EU summit goes into fourth day amid signs of a compromise on the recovery fund. That this wouldn’t be an easy summit was clear, but there had been hoped that the week would start with a compromise on the table. Instead officials are set to resume official discussions at 14:00 GMT today.
The split between loans and grants in the EUR 750 bln recovery fund has been the main sticking point with the Austria and Netherlands turning out to be the real hardliners arguing against too generous no-strings, cash handouts. There are now reports though that a compromise has been found, although the details are still hazy, with some reporting a 450/300 split between grants and loans, others that the hardliners will accept just EUR 390 bln in grants, with the rest available as loans, likely with some sort of reporting requirement.
The initial proposal had focused on EUR 500 bln of grants, which would avoid the stigma that was associated with the bailout funds handed out in the aftermath of the financial crisis and required budget oversight through the European Commission. Whatever the final agreement is the portion of grants will be lower than in the original draft, which could leave some investors disappointed and give Eurosceptic something to argue with. Ultimately though, any sizeable agreement that include grants should be good for markets – at least in the short term. In the medium to long term, it continues to kick Italy’s problems in particular down the line, without providing an incentive for real reform.
The euro has been in the outperforming lane amid signs that EU leaders are heading for a compromise on the EU recovery fund.

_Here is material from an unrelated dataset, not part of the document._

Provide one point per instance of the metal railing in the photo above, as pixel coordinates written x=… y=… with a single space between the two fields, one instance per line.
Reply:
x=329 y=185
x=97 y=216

EURUSD pegged a fresh four-and-a-half-month high at 1.1467, drawing nearer to the early March peak at 1.1494, which is the loftiest level seen since January 2019. EURJPY lifted by over 0.5% on route to a 6-week high at 122.98, and EURGBP lifted to a 3-week high at 0.9140.
In the long term meanwhile, Euro expected to remain under pressure with or without a compromise today. Critics have long highlighted the Eurozone’s very large current account surplus and demanded a more balanced policy that focuses more on domestic investment than exports, so these trends are not necessarily a negative for the Eurozone going forward – at least if companies and economies – in particular Germany – manage to adjust.
Earlier , ECB’s de Guindos suggested taht Q2 GDP wasn’t as bad as feared. The initial estimate had been for a contraction of around 13% in the second quarter, and even if things were not quite as bad as feared, the Eurozone will likely be left with a sizeable contraction and a sharp decline over the quarter. It will take a while for economic activity to come back and that will also depend on whether and to what extend there will be further lockdowns once the regular flu season starts. That in turn will not just depend on whether there will be a vaccine, but also whether acceptance of less restrictive measures – such as the wearing of masks – rises across Europe.
The all-case mortality curve in Europe is now below the long term trend. Regardless of the not-anywhere-near-as-bad-as-initially-feared data on the coronavirus, the impact of lockdowns and persisting shifts in consumer behaviour will restrict potential for economies to recover to pre-pandemic activity levels.